Dave Farley, fondatore del canale Modern Software Engineering e figura storica della Continuous Delivery, sostiene qui che il dibattito pubblico su IA e sviluppo software trascura una variabile decisiva: la continuous delivery. Senza di essa, lo sviluppo assistito dall'IA non è semplicemente rischioso, è una trappola — una bomba di complessità a innesco ritardato.

Il suo argomento centrale si sviluppa in quattro parti. Primo, il codice non è mai stato il collo di bottiglia dell'ingegneria del software. La difficoltà è sempre risieduta altrove: comprendere il problema, progettarlo, testarlo, integrarlo, distribuirlo. L'IA accelera proprio la parte che non era il problema.

Secondo, si applica il paradosso di Jevons: quando produrre codice diventa economico, se ne produce di più. Più codice significa più complessità, più punti di integrazione, più comportamenti da valutare, più manutenzione. E probabilmente meno tempo per comprendere il problema. Non è un guadagno di produttività, è una bomba a orologeria.

Terzo, l'IA tende a fare grandi balzi, mentre una buona ingegneria richiede passi piccoli e reversibili con feedback rapido. Farley cita Bob Martin ("l'unico modo per andare veloci è andare bene") e racconta di un progetto in cui l'arrivo improvviso di 200 consulenti un lunedì mattina ha distrutto diciotto mesi di progressi.

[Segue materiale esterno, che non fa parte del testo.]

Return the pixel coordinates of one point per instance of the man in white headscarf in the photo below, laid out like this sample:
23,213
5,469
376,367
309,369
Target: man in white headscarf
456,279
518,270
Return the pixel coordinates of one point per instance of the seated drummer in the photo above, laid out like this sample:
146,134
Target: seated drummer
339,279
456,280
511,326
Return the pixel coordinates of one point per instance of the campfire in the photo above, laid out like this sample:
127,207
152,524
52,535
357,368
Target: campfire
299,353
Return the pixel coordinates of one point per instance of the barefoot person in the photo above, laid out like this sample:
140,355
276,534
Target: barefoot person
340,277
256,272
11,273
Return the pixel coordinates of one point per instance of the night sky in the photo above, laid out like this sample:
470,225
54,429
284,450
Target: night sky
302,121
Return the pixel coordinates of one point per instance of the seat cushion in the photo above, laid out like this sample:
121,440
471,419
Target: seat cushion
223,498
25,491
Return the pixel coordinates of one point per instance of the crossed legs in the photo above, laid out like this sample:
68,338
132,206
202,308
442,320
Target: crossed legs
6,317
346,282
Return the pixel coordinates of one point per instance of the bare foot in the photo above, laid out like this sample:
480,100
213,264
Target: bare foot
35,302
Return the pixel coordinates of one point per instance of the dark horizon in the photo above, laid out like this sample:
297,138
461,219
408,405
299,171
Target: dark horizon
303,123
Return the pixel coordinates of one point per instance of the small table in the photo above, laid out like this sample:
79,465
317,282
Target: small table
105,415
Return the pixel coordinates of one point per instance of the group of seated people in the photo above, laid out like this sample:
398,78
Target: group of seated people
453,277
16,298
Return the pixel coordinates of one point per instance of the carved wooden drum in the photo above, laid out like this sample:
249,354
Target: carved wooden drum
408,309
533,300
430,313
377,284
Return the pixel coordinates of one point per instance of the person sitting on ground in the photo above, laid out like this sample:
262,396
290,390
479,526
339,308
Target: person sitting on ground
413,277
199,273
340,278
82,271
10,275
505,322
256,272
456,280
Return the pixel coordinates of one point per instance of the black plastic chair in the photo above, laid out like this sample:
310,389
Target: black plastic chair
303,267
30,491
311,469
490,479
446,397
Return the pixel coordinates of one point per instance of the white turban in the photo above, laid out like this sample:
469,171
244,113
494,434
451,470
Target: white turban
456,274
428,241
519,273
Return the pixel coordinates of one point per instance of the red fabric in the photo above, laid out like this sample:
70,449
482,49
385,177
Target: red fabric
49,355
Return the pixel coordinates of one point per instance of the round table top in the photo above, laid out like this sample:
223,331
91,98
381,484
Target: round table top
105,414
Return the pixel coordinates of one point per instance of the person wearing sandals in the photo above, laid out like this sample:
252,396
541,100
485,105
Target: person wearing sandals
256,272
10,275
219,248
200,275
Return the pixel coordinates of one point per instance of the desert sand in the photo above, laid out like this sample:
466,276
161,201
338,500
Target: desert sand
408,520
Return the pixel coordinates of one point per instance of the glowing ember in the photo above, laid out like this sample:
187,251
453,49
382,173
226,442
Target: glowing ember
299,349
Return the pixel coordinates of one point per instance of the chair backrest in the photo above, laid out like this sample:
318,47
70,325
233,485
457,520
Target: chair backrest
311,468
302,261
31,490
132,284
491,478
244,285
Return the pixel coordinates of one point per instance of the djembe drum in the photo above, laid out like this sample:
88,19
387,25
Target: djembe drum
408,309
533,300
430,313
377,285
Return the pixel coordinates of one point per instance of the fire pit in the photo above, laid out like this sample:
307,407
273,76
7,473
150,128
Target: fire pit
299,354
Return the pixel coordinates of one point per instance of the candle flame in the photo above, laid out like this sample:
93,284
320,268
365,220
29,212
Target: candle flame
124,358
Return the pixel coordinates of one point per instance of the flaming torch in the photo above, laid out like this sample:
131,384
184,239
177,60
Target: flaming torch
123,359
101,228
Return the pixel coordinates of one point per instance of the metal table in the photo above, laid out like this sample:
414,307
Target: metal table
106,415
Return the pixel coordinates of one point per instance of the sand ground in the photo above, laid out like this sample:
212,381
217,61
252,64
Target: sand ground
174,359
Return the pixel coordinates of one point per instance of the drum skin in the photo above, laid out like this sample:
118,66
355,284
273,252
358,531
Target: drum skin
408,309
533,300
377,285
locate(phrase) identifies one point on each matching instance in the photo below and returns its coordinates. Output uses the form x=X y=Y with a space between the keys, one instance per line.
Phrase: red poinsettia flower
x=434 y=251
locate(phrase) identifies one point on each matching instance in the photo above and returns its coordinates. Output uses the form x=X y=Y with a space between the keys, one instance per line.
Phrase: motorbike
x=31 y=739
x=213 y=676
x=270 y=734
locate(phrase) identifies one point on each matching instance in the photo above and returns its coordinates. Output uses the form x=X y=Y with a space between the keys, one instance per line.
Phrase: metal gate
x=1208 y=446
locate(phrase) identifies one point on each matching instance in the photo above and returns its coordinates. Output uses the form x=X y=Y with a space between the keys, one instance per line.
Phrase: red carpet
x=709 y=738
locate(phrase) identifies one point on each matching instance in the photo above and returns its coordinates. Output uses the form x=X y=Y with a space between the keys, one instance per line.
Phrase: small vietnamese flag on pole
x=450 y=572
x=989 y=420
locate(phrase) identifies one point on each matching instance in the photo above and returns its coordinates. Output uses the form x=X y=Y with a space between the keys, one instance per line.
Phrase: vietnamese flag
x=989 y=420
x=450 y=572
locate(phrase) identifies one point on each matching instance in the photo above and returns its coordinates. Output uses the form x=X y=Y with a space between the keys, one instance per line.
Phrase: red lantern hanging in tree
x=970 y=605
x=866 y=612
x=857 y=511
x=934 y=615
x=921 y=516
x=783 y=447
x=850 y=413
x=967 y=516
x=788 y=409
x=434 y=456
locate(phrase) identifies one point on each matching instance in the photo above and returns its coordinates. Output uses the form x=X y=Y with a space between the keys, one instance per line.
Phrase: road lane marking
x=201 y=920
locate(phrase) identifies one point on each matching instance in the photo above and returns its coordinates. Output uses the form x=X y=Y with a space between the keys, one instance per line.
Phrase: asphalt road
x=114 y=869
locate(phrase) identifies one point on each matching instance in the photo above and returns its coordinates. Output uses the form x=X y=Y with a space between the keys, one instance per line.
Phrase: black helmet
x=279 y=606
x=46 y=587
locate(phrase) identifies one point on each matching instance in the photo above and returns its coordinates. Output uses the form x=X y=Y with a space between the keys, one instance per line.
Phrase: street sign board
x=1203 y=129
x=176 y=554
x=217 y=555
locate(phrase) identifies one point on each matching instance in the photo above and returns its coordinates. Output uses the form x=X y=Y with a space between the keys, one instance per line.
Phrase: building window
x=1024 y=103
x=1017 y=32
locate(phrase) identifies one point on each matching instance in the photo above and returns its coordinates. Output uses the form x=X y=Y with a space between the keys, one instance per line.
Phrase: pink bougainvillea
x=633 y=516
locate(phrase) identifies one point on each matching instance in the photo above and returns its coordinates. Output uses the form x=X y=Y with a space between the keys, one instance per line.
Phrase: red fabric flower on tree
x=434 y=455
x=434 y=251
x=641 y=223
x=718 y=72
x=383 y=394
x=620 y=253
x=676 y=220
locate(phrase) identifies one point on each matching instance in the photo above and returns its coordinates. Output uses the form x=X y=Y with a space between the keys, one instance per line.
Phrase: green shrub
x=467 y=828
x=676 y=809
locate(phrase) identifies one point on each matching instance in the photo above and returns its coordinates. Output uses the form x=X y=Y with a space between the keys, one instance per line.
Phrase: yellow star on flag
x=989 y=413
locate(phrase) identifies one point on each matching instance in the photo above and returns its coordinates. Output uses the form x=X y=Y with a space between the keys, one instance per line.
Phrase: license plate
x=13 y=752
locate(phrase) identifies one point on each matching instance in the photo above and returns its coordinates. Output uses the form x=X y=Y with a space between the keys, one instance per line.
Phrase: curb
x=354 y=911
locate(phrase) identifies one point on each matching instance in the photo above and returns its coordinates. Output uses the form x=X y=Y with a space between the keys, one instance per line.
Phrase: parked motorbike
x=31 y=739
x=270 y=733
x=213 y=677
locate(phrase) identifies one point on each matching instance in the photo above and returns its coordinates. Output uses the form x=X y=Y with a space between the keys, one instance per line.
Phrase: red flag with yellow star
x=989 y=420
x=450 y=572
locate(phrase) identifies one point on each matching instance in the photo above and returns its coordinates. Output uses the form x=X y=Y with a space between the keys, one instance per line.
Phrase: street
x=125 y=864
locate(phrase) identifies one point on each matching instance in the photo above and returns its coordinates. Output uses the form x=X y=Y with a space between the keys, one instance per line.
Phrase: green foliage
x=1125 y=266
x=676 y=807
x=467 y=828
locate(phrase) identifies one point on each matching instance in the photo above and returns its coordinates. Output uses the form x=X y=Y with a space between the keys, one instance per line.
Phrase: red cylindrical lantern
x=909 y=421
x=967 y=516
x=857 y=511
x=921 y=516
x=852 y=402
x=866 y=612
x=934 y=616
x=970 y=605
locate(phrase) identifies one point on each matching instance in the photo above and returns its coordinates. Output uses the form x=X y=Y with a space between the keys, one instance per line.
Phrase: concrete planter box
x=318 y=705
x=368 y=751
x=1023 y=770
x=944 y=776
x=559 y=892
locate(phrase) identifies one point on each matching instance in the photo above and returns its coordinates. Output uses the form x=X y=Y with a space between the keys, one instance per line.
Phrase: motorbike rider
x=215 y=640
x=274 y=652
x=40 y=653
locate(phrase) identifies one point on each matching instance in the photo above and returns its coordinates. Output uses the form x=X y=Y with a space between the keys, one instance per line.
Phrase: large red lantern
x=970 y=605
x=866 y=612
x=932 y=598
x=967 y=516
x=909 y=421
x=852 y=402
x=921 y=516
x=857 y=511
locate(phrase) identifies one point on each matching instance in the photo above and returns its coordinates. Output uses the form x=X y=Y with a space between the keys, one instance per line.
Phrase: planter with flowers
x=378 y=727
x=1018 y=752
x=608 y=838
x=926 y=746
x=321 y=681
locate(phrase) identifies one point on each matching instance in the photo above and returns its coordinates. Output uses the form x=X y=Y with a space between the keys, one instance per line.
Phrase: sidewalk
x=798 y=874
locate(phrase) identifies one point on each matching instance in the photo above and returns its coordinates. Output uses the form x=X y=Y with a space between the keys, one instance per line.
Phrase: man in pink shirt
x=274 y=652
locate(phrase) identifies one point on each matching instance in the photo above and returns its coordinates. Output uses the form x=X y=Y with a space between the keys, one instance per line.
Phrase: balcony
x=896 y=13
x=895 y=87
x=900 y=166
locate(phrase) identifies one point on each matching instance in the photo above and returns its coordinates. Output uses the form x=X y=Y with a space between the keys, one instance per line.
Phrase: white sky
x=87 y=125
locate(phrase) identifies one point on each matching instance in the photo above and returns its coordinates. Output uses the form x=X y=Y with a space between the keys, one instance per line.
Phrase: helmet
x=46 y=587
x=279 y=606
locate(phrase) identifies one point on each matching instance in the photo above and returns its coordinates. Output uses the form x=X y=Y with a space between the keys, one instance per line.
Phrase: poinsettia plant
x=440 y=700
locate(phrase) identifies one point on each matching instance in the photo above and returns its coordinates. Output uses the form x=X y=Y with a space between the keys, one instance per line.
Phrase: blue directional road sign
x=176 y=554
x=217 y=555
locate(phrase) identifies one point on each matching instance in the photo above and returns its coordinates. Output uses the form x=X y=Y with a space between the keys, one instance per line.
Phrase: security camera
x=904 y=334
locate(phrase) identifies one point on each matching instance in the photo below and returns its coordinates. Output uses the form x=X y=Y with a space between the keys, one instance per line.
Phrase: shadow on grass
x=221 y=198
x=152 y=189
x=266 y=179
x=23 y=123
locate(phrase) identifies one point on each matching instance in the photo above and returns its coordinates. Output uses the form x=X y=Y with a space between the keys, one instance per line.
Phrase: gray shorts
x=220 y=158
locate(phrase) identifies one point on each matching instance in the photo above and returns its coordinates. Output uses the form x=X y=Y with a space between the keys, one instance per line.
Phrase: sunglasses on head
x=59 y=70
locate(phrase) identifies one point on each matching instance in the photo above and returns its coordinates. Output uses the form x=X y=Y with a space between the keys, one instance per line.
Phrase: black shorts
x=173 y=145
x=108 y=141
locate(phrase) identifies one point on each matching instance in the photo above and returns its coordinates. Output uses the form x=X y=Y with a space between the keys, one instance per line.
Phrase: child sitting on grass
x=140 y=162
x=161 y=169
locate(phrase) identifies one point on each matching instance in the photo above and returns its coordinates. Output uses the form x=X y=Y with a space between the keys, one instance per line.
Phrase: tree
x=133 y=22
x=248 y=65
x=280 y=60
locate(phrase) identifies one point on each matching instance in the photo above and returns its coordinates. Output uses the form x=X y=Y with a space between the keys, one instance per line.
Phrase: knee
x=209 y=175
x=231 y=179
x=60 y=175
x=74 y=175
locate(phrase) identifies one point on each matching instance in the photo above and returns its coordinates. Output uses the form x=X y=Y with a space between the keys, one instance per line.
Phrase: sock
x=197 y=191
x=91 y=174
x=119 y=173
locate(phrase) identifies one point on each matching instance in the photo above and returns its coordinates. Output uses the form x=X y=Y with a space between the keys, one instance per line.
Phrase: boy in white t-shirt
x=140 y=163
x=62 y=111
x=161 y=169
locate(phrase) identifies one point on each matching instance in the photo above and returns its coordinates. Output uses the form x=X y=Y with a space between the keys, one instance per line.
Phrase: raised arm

Quarto, la Continuous Delivery è definita come "lavorare in modo che il nostro software sia sempre in uno stato rilasciabile". La meccanica: piccoli incrementi, test automatizzati rapidi, una deployment pipeline che arbitra la releasability. La pipeline non si cura di chi ha scritto il codice — umano o IA, lo standard è lo stesso.

Farley illustra questo con la propria esperienza: ora insegna al suo assistente IA l'Acceptance Test-Driven Development, specifica a livello di accettazione, e in poche ore percorre ciò che un tempo richiedeva settimane — con la fiducia che la direzione sia corretta. Descrive anche come la sua pipeline abbia rilevato un disallineamento di schema silenzioso: l'IA aggiornava il database di test ma non quello di produzione. Tutti i test passavano, l'app si bloccava in produzione. È stata la pipeline a segnalarlo, non l'IA.

La sua frase conclusiva riassume tutto: "L'IA non sostituisce la necessità dell'ingegneria del software. Espone i team che in realtà non hanno mai fatto ingegneria." La domanda non è se l'IA possa scrivere codice, ma se le vostre pratiche di ingegneria siano abbastanza solide da assorbire codice proveniente da qualsiasi fonte — umana o macchina — e distribuire software funzionante.